Some of my best writing is in response to other people’s blogs. I must get in the habit of turning my comments on other people’s blogs into articles of my own. Here is an attempt at doing so…
A recent Will Richardson blog hipped me to a teacher named Dan Meyer who videoblogs.
Does this guy have a crew? I can’t find the time or bandwidth to point a tripod at my keynotes. If I do, I can’t find the time to edit the video and put it online. People ask me if every one of my sessions will be uStreamed. I use my computer for presentations and unless I want to publish a surveillance video, I can’t control the camera while I’m presenting either.
Keeping my content current, amusing and maintaining a sense of narrative is difficult enough. I’m not Al Franken reporting for Weekend Update from his One Man Mobile Uplink.

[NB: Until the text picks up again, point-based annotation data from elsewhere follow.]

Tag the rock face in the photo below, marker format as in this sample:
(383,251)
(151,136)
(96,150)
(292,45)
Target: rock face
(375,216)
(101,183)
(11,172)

I marvel at the output of people like Meyer, but am not sure that I find the content particularly compelling. Questions such as the following pop into mind:
• Who is HIS audience?
• Why should we care about his day?
• Is the content interesting or the production values enviable? etc…
I’m grappling with another problem that may be related, but is causing me mental paralysis. I have too much I want to say, write and blog. This leaves me obsessing about what to do first and I don’t get around to doing any of it.
I also face the questions of:
• Who is MY audience?
• Why should people care what I think?
• Shouldn’t I spend my time writing my book or magazine articles?
Isn’t writing a book a lousy return on investment?
• Why won’t magazine editors leave my jokes and personal “voice” in my articles?
• Will I be “the mean guy” because I don’t follow the herd?
• Why don’t people understand that just because I debunk the shoulder-deep BS in edtech that I am an unapologetic advocate for its (largely unrealized) potential and that I get up every day to make the world a better place for kids?
Veteran educator Gary Stager, Ph.D. is the author of Twenty Things to Do with a Computer – Forward 50, co-author of Invent To Learn — Making, Tinkering, and Engineering in the Classroom, publisher at Constructing Modern Knowledge Press, and the founder of the Constructing Modern Knowledge summer institute. He led professional development in the world’s first 1:1 laptop schools thirty years ago and designed one of the oldest online graduate school programs. Gary is also the curator of The Seymour Papert archives at DailyPapert.com. Learn more about Gary here.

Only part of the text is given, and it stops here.